In 2002, after several solo albums and a couple one-album bands (Jerusalem Slim, Demolition 23) Monroe reconnected with Andy McCoy and reformed (or their "regurge" as Monroe puts it) Hanoi Rocks. The reunion was marked by a more collaborative songwriting process as McCoy paid respect to Monroe’s years of slogging it out on his own. Six years, three albums and thousands of happy fans later, the pair decided they had found the musical limits of Hanoi and resolved to put it down, playing a series of final shows at the club in Helsinki where they had began with a guest appearance from Nasty Suicide – who had since become a pharmacist.

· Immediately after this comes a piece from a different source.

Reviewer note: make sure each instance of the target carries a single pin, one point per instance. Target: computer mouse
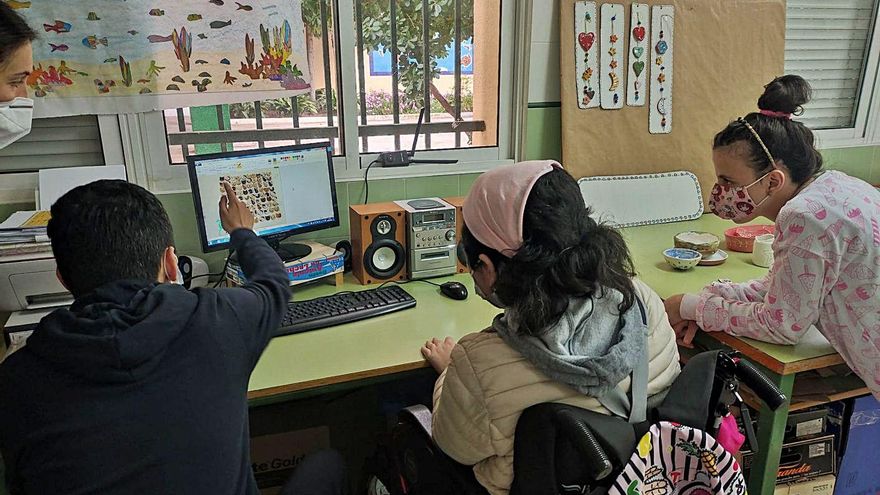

Since then the Michael Monroe band has gone through a few line-ups – including an album with Ginger of The Wildhearts – settling on the current crew of Monroe, Yaffa, Steve Conte (New York Dolls), Dregen of Hellacopters/Backyard Babies and drummer Karl Rockfist. His latest record Horns And Halos is a strutting, consistent continuation of Monroe’s brand of rawk, but without seeming dated or coming across as a throwback.

At 51, Monroe is in incredible shape and can split jump, swagger and scale the rafters around any of his contemporaries still performing today, not to mention the younger rock contingent.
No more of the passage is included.